While you do see a benefit in performance using a RAIDed volume, you'll notice that the increase is small. You'd get better performance using the drives independently than together in a RAID configuration. I only tried up to three drives, because it's best to keep the system drive separate to the audio RAID, just in case of a drive failure.
As a comparison, I did a test in Pro Tools to see how many tracks I could record and play back simultaneously. With each track in a Session assigned to a different discrete input and output, I could record 111 mono tracks on one drive simultaneously and play back 115. Since Pro Tools isn't compatible with most RAID systems, I didn't bother to repeat the second and third tests.
As a footnote to these tests, I just want to make a couple of final observations: firstly, you'll notice that Logic was able to record and play back far more 'channels' of audio than Pro Tools from a single drive: Logic 's tracks were stereo, whereas Pro Tools ' tracks were mono.

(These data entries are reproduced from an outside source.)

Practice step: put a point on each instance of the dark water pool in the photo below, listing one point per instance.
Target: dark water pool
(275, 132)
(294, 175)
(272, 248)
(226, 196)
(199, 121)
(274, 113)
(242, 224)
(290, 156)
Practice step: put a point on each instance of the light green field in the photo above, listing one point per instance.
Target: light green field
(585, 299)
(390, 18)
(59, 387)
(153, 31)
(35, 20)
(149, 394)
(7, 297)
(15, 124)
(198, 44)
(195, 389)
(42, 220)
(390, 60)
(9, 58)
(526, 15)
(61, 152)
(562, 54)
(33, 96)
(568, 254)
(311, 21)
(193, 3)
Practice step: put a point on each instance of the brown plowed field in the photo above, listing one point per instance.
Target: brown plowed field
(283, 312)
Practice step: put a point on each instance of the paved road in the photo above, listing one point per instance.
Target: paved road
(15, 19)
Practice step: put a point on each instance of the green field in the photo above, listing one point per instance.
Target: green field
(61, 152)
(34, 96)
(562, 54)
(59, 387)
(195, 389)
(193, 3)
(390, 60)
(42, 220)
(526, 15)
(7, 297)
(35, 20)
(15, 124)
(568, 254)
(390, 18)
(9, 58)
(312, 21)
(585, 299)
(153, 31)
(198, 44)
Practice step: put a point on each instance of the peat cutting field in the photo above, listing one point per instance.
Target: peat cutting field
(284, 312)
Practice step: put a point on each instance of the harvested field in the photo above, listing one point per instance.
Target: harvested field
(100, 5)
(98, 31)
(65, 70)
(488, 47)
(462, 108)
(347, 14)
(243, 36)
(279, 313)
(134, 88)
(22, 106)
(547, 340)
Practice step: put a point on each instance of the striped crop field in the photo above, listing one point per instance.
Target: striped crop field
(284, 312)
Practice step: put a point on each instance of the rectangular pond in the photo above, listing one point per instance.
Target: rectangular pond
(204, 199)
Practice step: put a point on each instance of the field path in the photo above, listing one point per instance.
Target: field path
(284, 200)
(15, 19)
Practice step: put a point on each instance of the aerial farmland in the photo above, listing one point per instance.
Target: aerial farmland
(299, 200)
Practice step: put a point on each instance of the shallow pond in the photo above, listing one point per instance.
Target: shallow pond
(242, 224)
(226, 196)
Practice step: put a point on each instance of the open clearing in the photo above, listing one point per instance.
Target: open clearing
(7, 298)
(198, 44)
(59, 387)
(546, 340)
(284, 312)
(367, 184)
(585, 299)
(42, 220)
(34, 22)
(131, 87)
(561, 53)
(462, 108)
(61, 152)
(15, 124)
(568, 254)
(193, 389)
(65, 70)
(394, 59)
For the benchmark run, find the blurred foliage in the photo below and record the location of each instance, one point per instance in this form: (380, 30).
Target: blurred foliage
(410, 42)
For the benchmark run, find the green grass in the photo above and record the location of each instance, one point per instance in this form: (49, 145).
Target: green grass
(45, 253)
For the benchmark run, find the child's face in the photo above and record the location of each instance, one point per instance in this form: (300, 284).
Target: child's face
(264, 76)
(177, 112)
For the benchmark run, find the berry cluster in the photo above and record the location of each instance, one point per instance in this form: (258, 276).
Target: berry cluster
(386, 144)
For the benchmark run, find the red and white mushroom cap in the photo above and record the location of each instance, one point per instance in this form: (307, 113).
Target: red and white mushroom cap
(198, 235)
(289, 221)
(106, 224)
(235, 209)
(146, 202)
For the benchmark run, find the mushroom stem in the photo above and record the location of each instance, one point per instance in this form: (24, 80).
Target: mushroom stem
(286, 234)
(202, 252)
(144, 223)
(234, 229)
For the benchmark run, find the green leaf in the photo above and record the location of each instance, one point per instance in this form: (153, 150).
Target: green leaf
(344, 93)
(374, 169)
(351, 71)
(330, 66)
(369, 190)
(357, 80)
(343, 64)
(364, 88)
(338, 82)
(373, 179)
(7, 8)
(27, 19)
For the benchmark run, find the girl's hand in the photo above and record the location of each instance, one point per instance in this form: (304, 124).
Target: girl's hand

Because of this, though, Logic was able to work with interleaved files, which Pro Tools can't do, and with an interleaved file Logic can continue to read the second channel without having to seek to a different location on the hard drive to find the next file. This situation helps to illustrate just how important drive seek times really are.
Secondly, these tests show theoretical maximums because the recording playback files on each track were contiguous regions without edits or crossfades. And, finally, while RAID systems don't provide a huge performance boost for audio work, don't forget that performance isn't the only advantage, and you might consider that recording to a RAID 1 system is a good thing just in terms of reliability.
Rogue Amoeba, known for their Audio Hijack application, which can record the audio output of an application into an audio file, released a new audio editor this month. Fission 's name is relevant because it has the unique ability to make edits (such as splitting up long recordings into separate, shorter files) directly on compressed audio files such as MP3 and AAC without the user having to convert the audio into raw data and then re-encode the output again.
A test version is available from Rogue Amoeba's web site (www.rogueamoeba.com) and the full version costs just $32, with a $14 discount for users of Audio Hijack Pro.